Spätestens seit dem Beginn des 20. Jahrhunderts finden Bild und Text in der Kunst immer wieder zueinander: Die Literatur findet zum Bild; die bildende Kunst eignet sich das Medium der Literatur, die Sprache an. Seit dem Kubismus, Futurismus, Dadaismus, seit der abstrakten Kunst und dem Surrealismus gibt es einen fortlaufenden Prozess einer wechselseitigen Durchdringung von Literatur und bildender Kunst.[i] So können auch die „Schreibmaschinenbilder“ von Axel Brandt als ein sehr gegenwärtiger Reflex innerhalb dieser mithin historischen Entwicklungslinie angesehen werden. Seit rund vier Jahren nun bildet die Schreibmaschine eines der von Brandt am meisten geschätzten Motive: Dieses Mittelding zwischen Handwerkzeug und Maschine ist als analoges, längst überkommenes Aufschreibsystem längst vom Computer abgelöst worden. Die Schreibmaschine hat sich aus unserer Lebenswirklichkeit verabschiedet und ist – wenn überhaupt noch – hauptsächlich in den ärmeren Ländern und in Museen für Technik- und Kulturgeschichte zu finden.

 

Obwohl wir heute Schreibmaschinen womöglich mit Sekretärinnen assoziieren, waren Frauen in früheren Zeiten von der Kulturtechnik des Schreibens weitgehend ausgeschlossen. Zunächst weltliche und geistliche Herrscher, später Kauf- und Handelsleute, schließlich Dichter und Rechtsgelehrte verfügten über Schreiber und Kopisten, welche die (Ab-)Schreibarbeiten als überwiegend manuell-mechanische und weniger als intellektuelle Tätigkeit verrichteten. Mitunter waren die Höhergestellten selbst des Schreibens nicht kundig. Das war Jahrhunderte lang Praxis bevor der Buchdruck das Schreiben und die Schrift „demokratisierte“. Bis zur Entwicklung und Verbreitung eines mechanischen Aufschreibsystems namens Schreibmaschine sollten wiederum Generationen verstreichen. Die erste erfolgreiche Schreibmaschine wurde 1868 von Christopher Latham Sholes und Carlos Glidden konstruiert. Von diesem Patent ausgehend, brachte der Nähmaschinen- und Waffenhersteller E. Remington & Sons im Jahr 1874 die erste Maschine auf den Markt.[ii] Heerscharen von Büroangestellten bedienten im Arbeitsalltag fortan Schreibmaschinen und verhalfen diesem neuen technischen Medium zum Erfolg. So war die Schreibmaschine auch ein Instrument der Emanzipation, bahnte den Frauen (zunächst in Amerika) bald schon einen Weg aus den Fabriken in die deutlich besser bezahlten Bürojobs.[iii] Mit der Sekretärin entwickelte sich diese zu einem eigenständigen Berufsbild und verdrängte schließlich den Mann weitgehend von der Schreibmaschine. Waren 1875 in amerikanischen Büros gerade einmal vier Prozent Frauen beschäftigt, stellten sie zu Beginn des 20. Jahrhunderts bereits 75 Prozent der Angestellten.

 

Und wie verhält es sich mit den Schreibmaschinen bei Axel Brandt? Wie trägt dieses Motiv die Malerei und wir erträgt die Malerei dieses Motiv? Bestehen gar biographische Bezüge?
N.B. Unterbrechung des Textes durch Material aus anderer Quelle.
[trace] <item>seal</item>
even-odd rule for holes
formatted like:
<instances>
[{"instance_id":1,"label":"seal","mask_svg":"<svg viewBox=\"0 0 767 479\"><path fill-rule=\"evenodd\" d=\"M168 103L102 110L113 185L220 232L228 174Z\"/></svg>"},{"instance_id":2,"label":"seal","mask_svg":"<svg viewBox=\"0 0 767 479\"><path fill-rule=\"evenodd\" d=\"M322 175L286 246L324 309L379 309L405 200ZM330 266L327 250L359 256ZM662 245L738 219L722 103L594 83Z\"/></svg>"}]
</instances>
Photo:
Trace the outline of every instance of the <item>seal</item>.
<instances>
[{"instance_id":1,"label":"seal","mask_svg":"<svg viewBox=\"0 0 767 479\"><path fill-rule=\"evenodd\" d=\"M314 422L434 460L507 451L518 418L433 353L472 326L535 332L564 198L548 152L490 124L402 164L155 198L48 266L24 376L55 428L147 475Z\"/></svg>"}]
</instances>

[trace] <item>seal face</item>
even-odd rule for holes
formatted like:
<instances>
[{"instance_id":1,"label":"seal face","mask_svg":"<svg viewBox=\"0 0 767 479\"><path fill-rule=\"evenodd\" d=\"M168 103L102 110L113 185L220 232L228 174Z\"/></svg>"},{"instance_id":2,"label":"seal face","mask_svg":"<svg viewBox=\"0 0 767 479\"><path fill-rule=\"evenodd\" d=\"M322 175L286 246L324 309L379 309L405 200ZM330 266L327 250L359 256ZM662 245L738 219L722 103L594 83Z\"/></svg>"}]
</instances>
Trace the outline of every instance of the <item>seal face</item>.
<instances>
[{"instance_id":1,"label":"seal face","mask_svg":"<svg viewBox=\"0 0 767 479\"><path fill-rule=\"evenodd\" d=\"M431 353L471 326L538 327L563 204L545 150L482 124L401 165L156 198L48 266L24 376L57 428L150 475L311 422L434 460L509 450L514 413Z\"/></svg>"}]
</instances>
Axel Brandt stammt aus einer Handwerkerfamilie. Seine Mutter erledigte sämtliche Korrespondenz auf einer Schreibmaschine. Diese war im Elternhaus allen Familienmitgliedern zugänglich. So konnte Brandt schon als Kind dieses „Medium“ spielerisch ausprobieren und benutzen. Und tatsächlich kommt das Medium Schreibmaschine in den Bildern Brandts auch nicht allzu ernst dargestellt daher: Wie selbstverständlich haben seine Maschinen stets ein weißes Blatt eingespannt, einer Fahne gleich schwingt oder hängst das schwarz-rote Farbband über der Walze, allzeit bereit, jeder Idee oder jedem Gedanken Form und Gestalt zu geben und diese alsbald, sorgsam getippt, als Botschaft zu verbreiten.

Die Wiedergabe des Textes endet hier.